Some of our users at FamilyLearn have wondered about what Amazon has to do with FamilyLearn, and how our new software system is going to hold up under high demand. While most people usually associate Amazon.com with books, software engineers like myself are starting to think of Amazon as a bag of tricks and solutions to common web development challenges. For example, here is a brief overview of our plan, using Amazon:

  • Using Amazon’s S3 storage servers, we have unlimited space for all of the pictures and stories that FamilyLearn users upload and send while working on their projects. The data is stored in a fail-safe system so that we’ll never lose anyone’s pictures or books. The final, press-ready PDF files that our system generates are also stored on Amazon S3 so that users can download their finished product.

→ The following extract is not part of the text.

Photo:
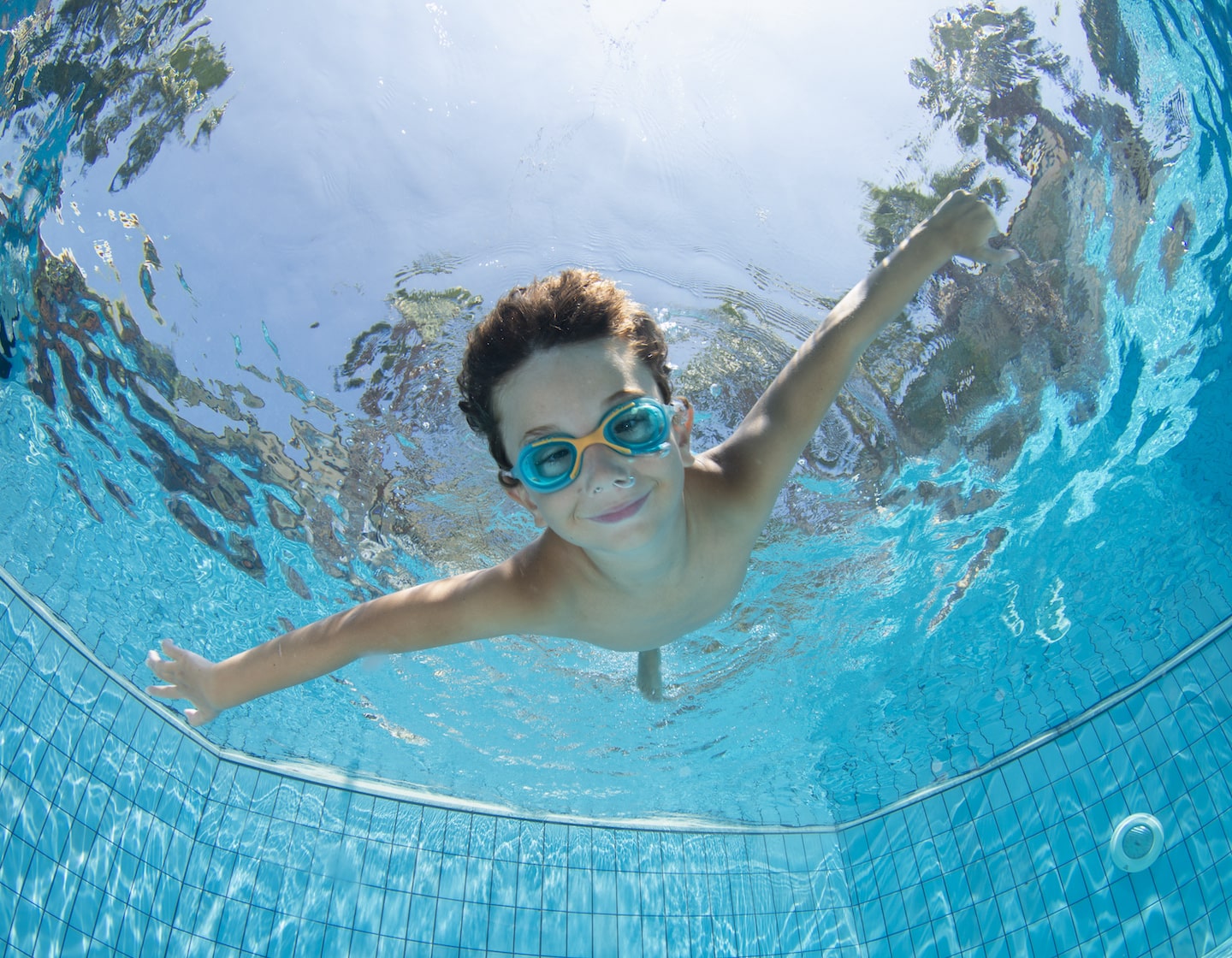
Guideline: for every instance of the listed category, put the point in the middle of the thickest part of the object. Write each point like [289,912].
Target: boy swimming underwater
[643,541]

  • We’ve also started using Amazon’s EC2 computing servers. This gives us a way to increase our computing power on-demand when traffic gets heavier. For now, we haven’t implemented the “on-demand” part of the plan, but we can turn on more servers manually when we see the need.

The technology behind iMemoryBook and Pyxlin is a fairly complicated process. Being able to see a book “published as you go” is a wonderful thing, although it comes with some cost. As it turns out, converting what you see on the internet in to a printed and bound book is a fairly intensive computational task—and in our case, we’re doing it on-the-fly. For those of you familiar with such conversion tools as laTeX, ImageMagick and pdftk, you can imagine what it must take to respond to each web action by converting it and presenting it back to the user as a visible image in the browser. We look forward to optimizing the system so that it will be more responsive in the future; but, for now, we’re quite happy with the way it’s turned out on EC2.